O ponto forte do filme é a interpretação de Thiago
Mendonça (o Luciano de 2 filhos de Francisco), que encarna um Renato
Russo tão intenso, melodramático e inconstante como o que povoa o
imaginário coletivo. Mas o ator de 33 anos garante uma leveza ao
personagem, e não se deixa apanhar na armadilha do histrionismo (como o
fazem Edu Morais e Ibsen Perucci, intérpretes de Herbert Vianna e Dinho
Ouro Preto, respectivamente). “O Renato tinha um pé no caricato que era
natural dele. A intenção era humanizá-lo e não retratá-lo de forma
mítica”, explica o ator, que teve que aprender a tocar baixo, guitarra e
a cantar. Teve como “professor” Carlos Trilha, que produziu discos da
Legião e assina a direção musical do filme. Na próxima semana, a trilha
sonora será lançada pela Universal. Traz além de músicas como Geração
Coca-Cola, Eduardo e Mônica e Veraneio vascaína, trechos do filme.
É
este o outro destaque: todos os números musicais, executados por
atores, foram gravados ao vivo. Como a ênfase da narrativa está nos anos
de formação, o Aborto Elétrico, banda que Renato formou com os irmãos
Flávio e Fê Lemos, aparece muito mais do que a Legião. É Fê, hoje
baterista do Capital Inicial, o antagonista da história. Protagonizou
algumas brigas com Renato, que culminaram com o fim do trio de punk. A
paixão platônica que o cantor e compositor nutria por Flávio, baixista
do Capital, é bem explorada na primeira metade da narrativa.
No
filme, a vida pessoal do músico é ainda marcada por dois relacionamentos
com personagens ficcionais. Aninha (Laila Zaid), amiga inseparável para
quem ele teria composto Ainda é cedo, é quase uma coprotagonista. “O
filme é amarrado em fatos e ficcionalizado nas conversas. Sintetizamos
todas as namoradinhas que ele teve numa só personagem”, explica
Fontoura. Aparece em cena também, em curta participação, Carlinhos
(Antônio Bento), um jovem humilde que teria se tornado muito próximo de
Renato. “O Luiz Fernando me disse que ele tinha desejo de conhecer
meninos que não eram de seu grupo. Como era fascinado por Taguatinga
(que acabaria se tornando quase uma personagem da canção Faroeste
caboclo), criamos esse personagem, que era de lá, e de outra classe
social.”
Mestre da performance
Carlos Marcelo
Renato Manfredini
Júnior pisou em um palco pela primeira vez como ator, não como cantor.

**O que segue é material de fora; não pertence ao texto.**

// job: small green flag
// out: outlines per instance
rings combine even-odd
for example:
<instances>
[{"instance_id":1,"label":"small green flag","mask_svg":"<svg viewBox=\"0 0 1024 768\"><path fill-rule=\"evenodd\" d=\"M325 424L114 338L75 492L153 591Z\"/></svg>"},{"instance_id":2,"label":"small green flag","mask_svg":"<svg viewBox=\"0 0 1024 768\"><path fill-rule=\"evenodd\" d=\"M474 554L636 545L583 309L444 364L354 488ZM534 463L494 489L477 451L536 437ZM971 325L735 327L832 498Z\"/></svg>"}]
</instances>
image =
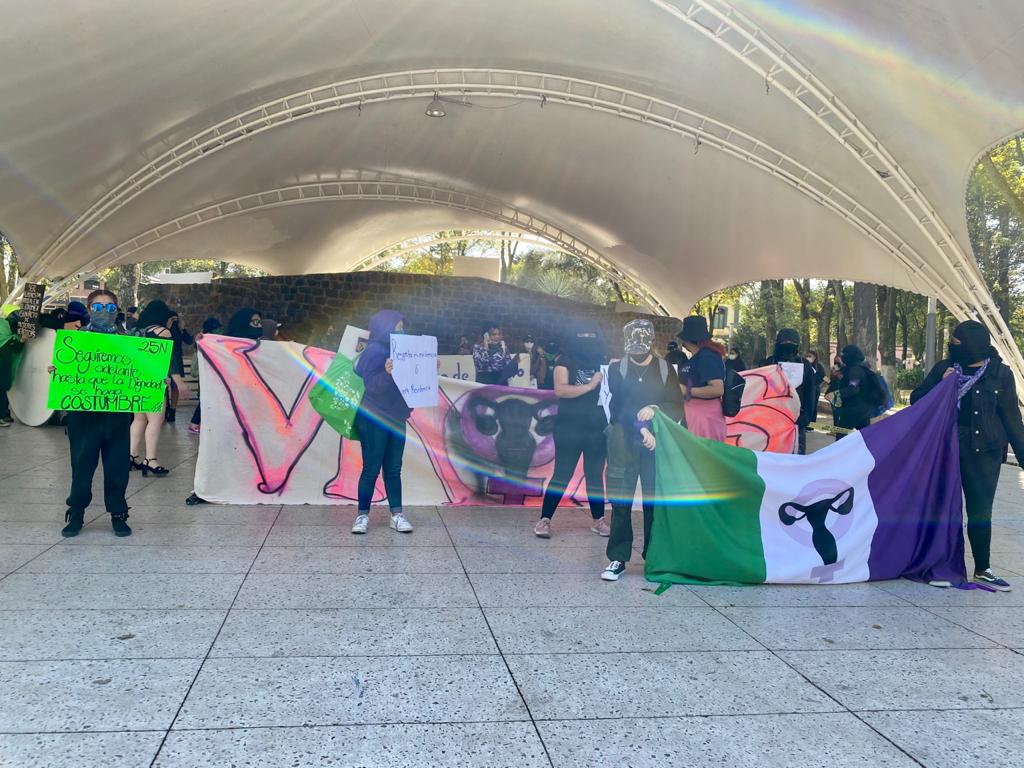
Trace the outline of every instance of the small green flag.
<instances>
[{"instance_id":1,"label":"small green flag","mask_svg":"<svg viewBox=\"0 0 1024 768\"><path fill-rule=\"evenodd\" d=\"M159 413L171 342L88 331L57 331L46 406L58 411Z\"/></svg>"},{"instance_id":2,"label":"small green flag","mask_svg":"<svg viewBox=\"0 0 1024 768\"><path fill-rule=\"evenodd\" d=\"M358 440L355 421L364 391L363 379L352 361L339 354L309 391L309 402L331 429L344 438Z\"/></svg>"}]
</instances>

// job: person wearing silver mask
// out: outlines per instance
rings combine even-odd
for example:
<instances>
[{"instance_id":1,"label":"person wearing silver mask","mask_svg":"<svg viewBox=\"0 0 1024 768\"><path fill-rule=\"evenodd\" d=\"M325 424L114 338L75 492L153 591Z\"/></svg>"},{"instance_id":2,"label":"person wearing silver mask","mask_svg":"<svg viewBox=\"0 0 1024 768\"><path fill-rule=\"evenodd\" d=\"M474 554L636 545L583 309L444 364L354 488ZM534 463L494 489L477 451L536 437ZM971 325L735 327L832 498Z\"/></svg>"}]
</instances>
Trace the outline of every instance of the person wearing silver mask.
<instances>
[{"instance_id":1,"label":"person wearing silver mask","mask_svg":"<svg viewBox=\"0 0 1024 768\"><path fill-rule=\"evenodd\" d=\"M669 418L683 417L683 395L668 363L655 357L654 325L634 320L622 329L625 357L608 364L610 424L607 430L608 468L605 480L612 502L609 563L601 574L618 581L633 553L633 497L637 479L643 496L644 554L651 540L654 519L654 409Z\"/></svg>"},{"instance_id":2,"label":"person wearing silver mask","mask_svg":"<svg viewBox=\"0 0 1024 768\"><path fill-rule=\"evenodd\" d=\"M916 403L947 376L957 379L957 437L960 482L967 508L967 538L974 555L974 581L999 592L1010 584L992 571L992 502L1007 445L1024 459L1024 424L1013 372L992 347L988 329L977 320L960 323L949 340L949 356L935 364L910 394Z\"/></svg>"}]
</instances>

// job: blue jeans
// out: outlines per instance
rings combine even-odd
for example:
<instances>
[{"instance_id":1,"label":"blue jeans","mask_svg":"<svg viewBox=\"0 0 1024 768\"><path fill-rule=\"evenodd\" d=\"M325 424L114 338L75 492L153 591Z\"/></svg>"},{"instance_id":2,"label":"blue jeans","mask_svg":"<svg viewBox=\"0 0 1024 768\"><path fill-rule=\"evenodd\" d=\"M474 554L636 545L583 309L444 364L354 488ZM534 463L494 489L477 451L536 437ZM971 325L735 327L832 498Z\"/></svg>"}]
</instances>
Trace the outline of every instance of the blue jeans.
<instances>
[{"instance_id":1,"label":"blue jeans","mask_svg":"<svg viewBox=\"0 0 1024 768\"><path fill-rule=\"evenodd\" d=\"M363 471L359 474L359 512L370 511L374 486L384 472L384 490L392 513L402 509L402 455L405 453L405 422L386 424L363 411L356 415L356 432L363 453Z\"/></svg>"}]
</instances>

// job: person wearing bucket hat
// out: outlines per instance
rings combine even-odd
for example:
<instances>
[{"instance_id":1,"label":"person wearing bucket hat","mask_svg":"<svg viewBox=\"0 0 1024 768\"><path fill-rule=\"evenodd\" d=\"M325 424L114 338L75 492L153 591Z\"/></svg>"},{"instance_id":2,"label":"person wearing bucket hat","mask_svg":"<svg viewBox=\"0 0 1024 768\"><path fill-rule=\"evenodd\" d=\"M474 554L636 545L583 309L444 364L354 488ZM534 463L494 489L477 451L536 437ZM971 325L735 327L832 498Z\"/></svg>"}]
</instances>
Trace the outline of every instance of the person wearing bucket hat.
<instances>
[{"instance_id":1,"label":"person wearing bucket hat","mask_svg":"<svg viewBox=\"0 0 1024 768\"><path fill-rule=\"evenodd\" d=\"M683 320L677 334L690 359L679 366L679 386L686 403L686 428L699 437L725 442L725 353L711 338L700 315Z\"/></svg>"},{"instance_id":2,"label":"person wearing bucket hat","mask_svg":"<svg viewBox=\"0 0 1024 768\"><path fill-rule=\"evenodd\" d=\"M633 497L637 479L644 508L644 551L651 540L654 519L654 435L650 422L654 409L679 421L683 397L672 368L651 353L654 325L650 320L633 320L622 329L626 356L608 364L610 424L607 436L608 466L605 482L612 502L612 524L608 537L608 566L605 581L618 581L633 551Z\"/></svg>"},{"instance_id":3,"label":"person wearing bucket hat","mask_svg":"<svg viewBox=\"0 0 1024 768\"><path fill-rule=\"evenodd\" d=\"M1024 458L1024 423L1013 372L992 347L988 329L977 320L967 320L953 330L949 356L928 372L910 394L910 402L916 403L947 376L957 380L960 482L967 508L967 538L974 556L974 581L1009 592L1009 582L992 571L990 550L992 503L1007 445L1018 462Z\"/></svg>"}]
</instances>

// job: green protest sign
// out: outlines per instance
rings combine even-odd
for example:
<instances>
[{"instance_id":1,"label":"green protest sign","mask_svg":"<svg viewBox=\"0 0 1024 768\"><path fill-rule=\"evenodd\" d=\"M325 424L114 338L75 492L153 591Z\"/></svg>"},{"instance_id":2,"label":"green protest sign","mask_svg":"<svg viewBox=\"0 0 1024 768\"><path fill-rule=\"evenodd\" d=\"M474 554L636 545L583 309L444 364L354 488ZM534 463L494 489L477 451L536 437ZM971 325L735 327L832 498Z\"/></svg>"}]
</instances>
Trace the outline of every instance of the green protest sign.
<instances>
[{"instance_id":1,"label":"green protest sign","mask_svg":"<svg viewBox=\"0 0 1024 768\"><path fill-rule=\"evenodd\" d=\"M170 365L170 341L57 331L46 404L59 411L157 413Z\"/></svg>"},{"instance_id":2,"label":"green protest sign","mask_svg":"<svg viewBox=\"0 0 1024 768\"><path fill-rule=\"evenodd\" d=\"M339 354L310 390L309 402L331 429L349 440L358 440L355 420L364 391L363 380L352 367L352 361Z\"/></svg>"}]
</instances>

Na tediosa, porém cosmopolita, Brasília dos anos 1970, ele encenou com
os colegas da Cultura Inglesa textos dos dramaturgos J. B. Priestley e
Tom Stoppard. A performance daquele adolescente baixinho e elétrico, em
inglês irrepreensível, chamou a atenção dos amigos e professores. Nada
que os familiares não conhecessem – desde pequeno, os pais, a irmã e os
primos conviviam com a habilidade do garoto para imitar diferentes vozes
e dublar seriados e filmes enquanto os mesmos eram exibidos na tevê.
É
sintomático e oportuno, portanto, o redescobrimento pelo cinema por
meio da vida e das músicas do líder da Legião Urbana. Mais do que as
outras vozes de sua geração, ele desenvolveu desde cedo o talento para
criar personagens e incorporá-los em suas performances. Ainda no fim da
adolescência, chegou a inventar a história completa de uma banda, 42nd
Street Band, na qual encaixou seu alter ego, Eric Russell. O mais
conhecido dos personagens, claro, foi o que teve o nome inspirado em
variações dos sobrenomes de pessoas que admirava, como os filósofos
Bertrand Russell e Jean-Jacques Rousseau. Vê-lo agora na tela grande,
interpretado pelo ator Thiago Mendonça, não deixa de ser uma forma de
conhecer, ou reviver, esse múltiplo processo de transformação: da
tradição das artes cênicas para a energia da música urbana, do Planalto
Central para o resto do país, do menino ao mito, de Renato Manfredini
Júnior a Renato Russo.
. Jornalista do Estado de Minas, Carlos Marcelo é autor do livro Renato Russo: o filho da revolução (Agir).